Dear Professor, Thank you for helping me with my last question, I appreciate it very much. Now my goal is to use the 12 rounds of differentiator to do the 19 rounds of related-tweak impossible differential attack, so I ran the command: -Rb 3 -R1 6 -R2 6 -Rf 4 -of 2, and the final pdf produced is as follows, and I don't quite understand the meaning of this result, did it fail or is it just the same as the last differentiator i.e., it returned the single-tweak result because its ATK matrix is blank.

Looking forward to your reply! image

hadipourh commented 4 days ago

The tool identifies that, in this case, a single-tweak attack is more effective than a related-tweak attack. Note that, related-tweak is not always better than single-tweak. It depends on the design.

lz233149 commented 4 days ago

Dear Professor, thanks for your reply, I see what you mean. But just now, I found a new problem, for different solvers (gurobi and ortools), they both run the same command: python iddist.py -R1 6 -R2 5 -of 0. Why do they get different results (the two graphs below correspond to gurobi and ortools)? Why is this and which one is correct? I hope you can answer.

Looking forward to your reply! image image

hadipourh commented 4 days ago

No problem! Different solvers may yield different solutions for the same problem, as many problems can have multiple valid solutions. Even running the same solver multiple times can result in different solutions, yet all are correct. When you include an objective function, the solver selects the solutions that best optimize this objective. By the way, if you use our tool in your project, we would be happy if you cite our paper.

lz233149 commented 4 days ago

Dear Professor, thank you for your reply. But for the idkr.py file, two different solvers seem to produce the same result, the reason why I run the iddist.py code, my purpose is to confirm which is the corresponding distinguisher in the full key recovery attack, for example, if I run the command: python idkr.py -Rb 4 -R1 6 -R2 5 -Rf 5 -of 0, I get the full attack as follows, so I want to run the iddist.py code to determine which of the 11 rounds of differentiators, but according to you, there are many possibilities for the result, so how should I determine which result is the differentiator used in the complete key recovery attack? I hope you can clear up the confusion.

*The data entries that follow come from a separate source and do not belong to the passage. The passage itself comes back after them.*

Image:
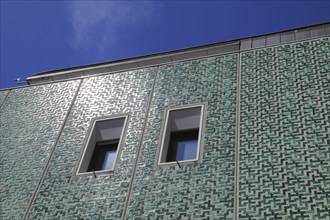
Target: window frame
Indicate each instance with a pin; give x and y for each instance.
(200, 142)
(88, 139)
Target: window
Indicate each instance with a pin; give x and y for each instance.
(101, 150)
(181, 134)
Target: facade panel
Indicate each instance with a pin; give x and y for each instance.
(258, 118)
(3, 95)
(30, 122)
(204, 189)
(284, 152)
(64, 195)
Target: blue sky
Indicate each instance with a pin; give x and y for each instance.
(38, 36)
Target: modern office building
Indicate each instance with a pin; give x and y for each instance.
(233, 130)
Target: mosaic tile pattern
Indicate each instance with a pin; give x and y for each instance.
(3, 95)
(30, 121)
(63, 195)
(285, 139)
(204, 190)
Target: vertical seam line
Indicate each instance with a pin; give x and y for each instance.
(137, 156)
(5, 99)
(238, 108)
(51, 154)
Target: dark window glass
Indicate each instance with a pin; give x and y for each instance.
(103, 156)
(183, 145)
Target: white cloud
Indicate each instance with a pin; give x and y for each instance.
(99, 24)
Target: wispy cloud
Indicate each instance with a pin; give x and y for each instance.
(99, 24)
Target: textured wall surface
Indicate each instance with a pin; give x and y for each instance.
(30, 121)
(285, 139)
(206, 189)
(63, 195)
(3, 95)
(284, 170)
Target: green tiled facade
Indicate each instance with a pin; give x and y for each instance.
(31, 119)
(265, 146)
(3, 95)
(285, 139)
(204, 189)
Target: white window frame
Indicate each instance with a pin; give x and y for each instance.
(86, 144)
(164, 129)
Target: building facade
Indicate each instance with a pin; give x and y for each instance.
(263, 145)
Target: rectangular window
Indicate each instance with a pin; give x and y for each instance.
(181, 134)
(101, 151)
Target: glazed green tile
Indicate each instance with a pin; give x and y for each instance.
(204, 190)
(284, 132)
(3, 95)
(63, 194)
(31, 119)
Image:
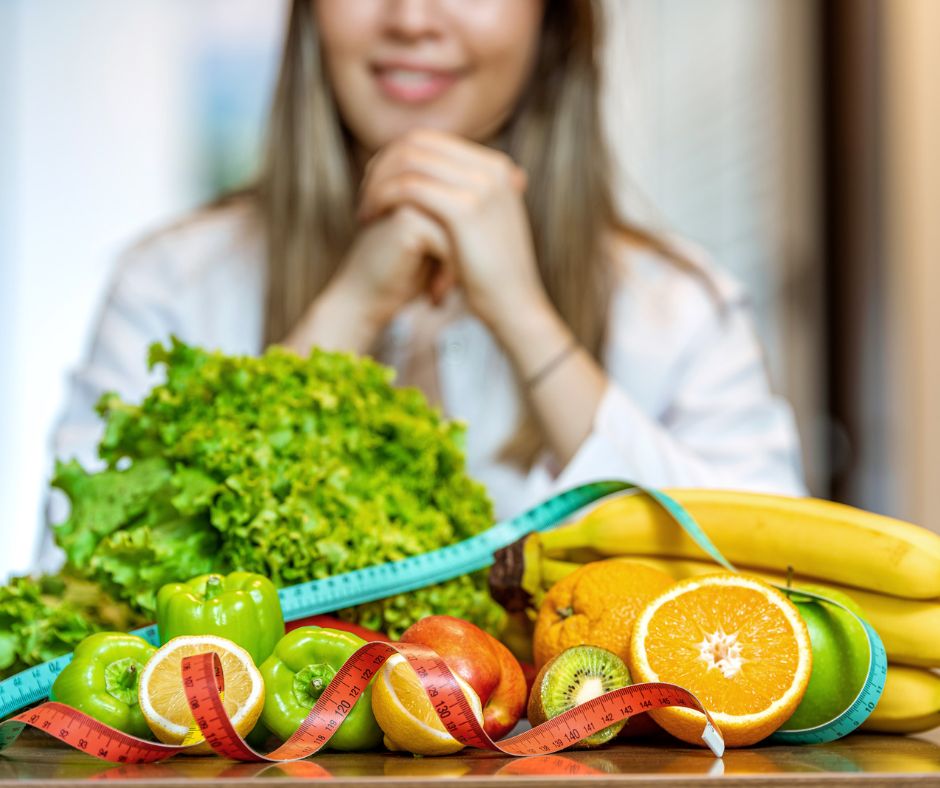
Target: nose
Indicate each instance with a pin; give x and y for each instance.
(412, 19)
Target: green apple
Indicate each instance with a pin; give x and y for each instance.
(840, 657)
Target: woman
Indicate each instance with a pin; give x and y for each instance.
(436, 192)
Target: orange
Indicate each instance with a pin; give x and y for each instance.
(595, 605)
(737, 643)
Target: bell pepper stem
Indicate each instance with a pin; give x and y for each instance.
(128, 678)
(213, 587)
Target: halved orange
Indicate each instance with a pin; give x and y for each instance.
(737, 643)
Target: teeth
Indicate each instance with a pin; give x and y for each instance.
(407, 77)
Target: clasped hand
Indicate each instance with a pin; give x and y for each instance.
(439, 211)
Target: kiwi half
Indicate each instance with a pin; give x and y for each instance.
(575, 676)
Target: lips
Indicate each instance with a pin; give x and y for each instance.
(411, 83)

Of course, I am researching for the creation of my thesis, and it would be an honour to cite your paper and ask you questions!

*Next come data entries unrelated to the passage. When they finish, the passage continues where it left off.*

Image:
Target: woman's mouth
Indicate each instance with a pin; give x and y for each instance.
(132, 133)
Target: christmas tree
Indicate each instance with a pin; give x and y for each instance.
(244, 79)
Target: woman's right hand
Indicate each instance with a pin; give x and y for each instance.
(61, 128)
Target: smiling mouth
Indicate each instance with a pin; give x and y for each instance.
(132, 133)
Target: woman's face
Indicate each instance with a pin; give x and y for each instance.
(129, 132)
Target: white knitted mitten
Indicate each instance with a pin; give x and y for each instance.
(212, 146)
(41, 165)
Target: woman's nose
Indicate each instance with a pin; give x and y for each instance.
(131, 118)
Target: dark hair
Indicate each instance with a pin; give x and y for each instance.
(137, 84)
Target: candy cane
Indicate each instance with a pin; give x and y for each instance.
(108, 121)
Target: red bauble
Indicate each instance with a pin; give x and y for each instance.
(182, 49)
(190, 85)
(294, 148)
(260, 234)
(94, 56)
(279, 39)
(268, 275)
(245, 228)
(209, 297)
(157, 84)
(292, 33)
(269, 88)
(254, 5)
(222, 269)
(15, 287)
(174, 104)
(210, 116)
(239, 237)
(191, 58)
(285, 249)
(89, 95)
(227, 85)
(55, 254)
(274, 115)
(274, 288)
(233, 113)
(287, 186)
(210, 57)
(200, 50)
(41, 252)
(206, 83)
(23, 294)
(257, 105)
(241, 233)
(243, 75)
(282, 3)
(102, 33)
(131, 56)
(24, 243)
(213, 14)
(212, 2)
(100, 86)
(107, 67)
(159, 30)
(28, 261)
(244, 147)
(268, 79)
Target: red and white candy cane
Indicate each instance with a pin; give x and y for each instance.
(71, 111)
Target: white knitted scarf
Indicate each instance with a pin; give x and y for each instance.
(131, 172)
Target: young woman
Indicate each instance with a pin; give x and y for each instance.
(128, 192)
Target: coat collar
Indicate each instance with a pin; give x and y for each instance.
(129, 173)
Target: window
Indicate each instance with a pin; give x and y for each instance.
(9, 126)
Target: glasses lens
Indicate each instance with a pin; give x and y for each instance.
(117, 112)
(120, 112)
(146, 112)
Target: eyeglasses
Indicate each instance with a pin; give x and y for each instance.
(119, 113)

Looking forward to your reply! image

hadipourh commented 4 days ago

The process of searching for a distinguisher is entirely different. When searching for a key recovery attack, the tool optimizes the distinguisher specifically for key recovery purposes. However, when searching solely for a distinguisher, the tool returns a distinguisher (solution) without regard to where or how you intend to use it. Please refer to the paper for more details. Thanks for your understanding!